Among gardeners, there is so much hype surrounding tomatoes. Yet I prefer to watch peppers grow and ripen, finding the changes in color somehow more exciting. The same amount of space in my garden is devoted to each of these vegetables this year, but the two pepper plants – both gifts – are stealing the show. The red pepper plant is a Styrian heirloom variety, Ochsenhorn (ox horn). All peppers – including bell and chili – belong to the species Capsicum annuum. Like tomatoes, they are nightshades that originated in the Americas.
Last year I had one container with one eggplant plant that produced just one fruit. I couldn’t decide what to do with it. I couldn’t bear to pick it because it was My First Eggplant and I wanted to admire it just a bit longer. I was so proud. It was so beautiful.
The first frost came and went, and, well, let’s be honest: it was clear that the eggplant had passed its prime and that I had missed the time window to harvest it. Plan B: I decided I would leave it as an offering to the vegetable gods so that this summer, I would not be plagued by aphids as I was last year.
This must have appeased the vegetable gods because this year I have had few problems with aphids. But a variation of the same story is unfolding this summer on my balcony; my red pepper plant has only produced one fruit this year. Though unlike last year, this one is going to be harvested and eaten with relish!
The second pepper plant is producing numerous hot chilis despite the fact that it is still growing in the plastic container I received it in. The fruit will eventually turn orange, and then I will come to a new crossroads in my culinary career at which an important decision must be made.
I have never cooked with fresh chilis because I am afraid of unconsciously rubbing my eye after cutting a chili pepper and blinding myself or of some other freak accident occurring along those lines. Doesn’t this sound familiar to the reasons I came up with for not making jam on my own? Should I take the plunge and overcome my irrational fear of chili peppers? They’re a lot smaller than me, after all. It can’t be all that difficult, can it? Maybe it’s even as easy as making ajvar.

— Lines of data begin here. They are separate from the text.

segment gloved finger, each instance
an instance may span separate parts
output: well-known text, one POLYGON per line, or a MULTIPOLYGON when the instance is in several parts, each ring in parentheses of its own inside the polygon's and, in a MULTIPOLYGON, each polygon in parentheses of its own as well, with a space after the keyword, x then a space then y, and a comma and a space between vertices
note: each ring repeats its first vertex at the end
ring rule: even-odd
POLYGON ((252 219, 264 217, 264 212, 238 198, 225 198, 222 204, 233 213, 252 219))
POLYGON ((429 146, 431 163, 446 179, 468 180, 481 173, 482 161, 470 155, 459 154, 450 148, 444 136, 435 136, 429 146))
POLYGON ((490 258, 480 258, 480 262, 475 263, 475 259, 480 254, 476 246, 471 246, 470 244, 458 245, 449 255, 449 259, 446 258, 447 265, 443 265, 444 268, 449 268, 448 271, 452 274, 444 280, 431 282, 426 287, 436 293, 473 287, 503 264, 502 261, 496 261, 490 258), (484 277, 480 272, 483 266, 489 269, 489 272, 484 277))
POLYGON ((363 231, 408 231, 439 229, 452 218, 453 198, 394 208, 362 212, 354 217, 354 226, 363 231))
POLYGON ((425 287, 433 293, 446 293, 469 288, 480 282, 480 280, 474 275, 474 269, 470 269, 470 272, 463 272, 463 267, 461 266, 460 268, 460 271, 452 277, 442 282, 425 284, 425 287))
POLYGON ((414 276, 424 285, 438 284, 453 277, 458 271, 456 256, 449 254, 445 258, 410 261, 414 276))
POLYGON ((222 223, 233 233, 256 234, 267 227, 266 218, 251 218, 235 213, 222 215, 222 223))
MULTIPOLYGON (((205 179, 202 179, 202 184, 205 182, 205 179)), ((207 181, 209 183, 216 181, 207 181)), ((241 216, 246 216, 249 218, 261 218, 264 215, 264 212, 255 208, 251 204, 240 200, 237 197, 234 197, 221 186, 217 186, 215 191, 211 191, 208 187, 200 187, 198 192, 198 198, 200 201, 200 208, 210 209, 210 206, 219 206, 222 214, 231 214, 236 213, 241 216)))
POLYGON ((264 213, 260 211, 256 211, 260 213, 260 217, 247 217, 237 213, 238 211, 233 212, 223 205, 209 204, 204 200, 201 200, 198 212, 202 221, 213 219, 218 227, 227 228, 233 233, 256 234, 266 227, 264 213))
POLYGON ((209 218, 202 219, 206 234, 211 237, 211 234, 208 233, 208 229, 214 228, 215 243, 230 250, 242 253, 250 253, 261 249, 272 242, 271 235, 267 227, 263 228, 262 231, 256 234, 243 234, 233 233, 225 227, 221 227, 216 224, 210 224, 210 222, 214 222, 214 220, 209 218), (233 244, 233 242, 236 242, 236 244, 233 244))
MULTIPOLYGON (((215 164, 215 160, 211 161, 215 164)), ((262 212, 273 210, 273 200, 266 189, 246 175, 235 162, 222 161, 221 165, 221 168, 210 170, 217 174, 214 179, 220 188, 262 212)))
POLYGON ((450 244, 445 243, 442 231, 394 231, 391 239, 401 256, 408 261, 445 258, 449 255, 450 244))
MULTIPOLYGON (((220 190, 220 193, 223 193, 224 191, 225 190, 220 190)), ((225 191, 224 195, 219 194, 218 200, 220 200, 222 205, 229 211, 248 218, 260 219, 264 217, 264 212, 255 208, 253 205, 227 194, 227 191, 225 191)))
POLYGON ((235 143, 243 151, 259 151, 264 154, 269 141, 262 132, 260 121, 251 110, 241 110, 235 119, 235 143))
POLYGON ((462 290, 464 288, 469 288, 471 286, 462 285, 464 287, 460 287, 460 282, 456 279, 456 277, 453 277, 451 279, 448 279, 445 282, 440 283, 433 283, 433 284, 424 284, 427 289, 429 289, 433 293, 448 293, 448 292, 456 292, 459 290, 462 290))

An accessible yet august ajvar
Ajvar, a vegetable relish made of roasted peppers, eggplant, oil, and garlic, is widespread throughout the Balkans. Most recipes call for a pepper-eggplant ratio of 2:1 or 3:1, which I ignored since I just had one of each to spare. The name comes from the Turkish havyar, meaning caviar. I brought it to share at a gathering the other day and was amazed at how many compliments I received for something so simple.
1 red pepper
3 garlic cloves
1 Tbs olive oil
1 Tbs chopped walnuts
¼ ts salt
cayenne pepper or chilis to taste
Cut the eggplant and pepper in half lengthwise. Place face down on a baking sheet. Roast in the oven for 30 minutes at 180°C (350°F) or until the skins have black spots.
Let the vegetables cool down. Remove the skins.
In a food processor, purée the vegetables, garlic, oil, walnuts, and salt. Some like it hot, and if you’re one of these people, add cayenne pepper or chilis to taste.
Serve on pitas, Turkish Fladenbrot, foccacia, or a similar bread of your choice. Ajvar goes well with goat or sheep’s cheese and olives too.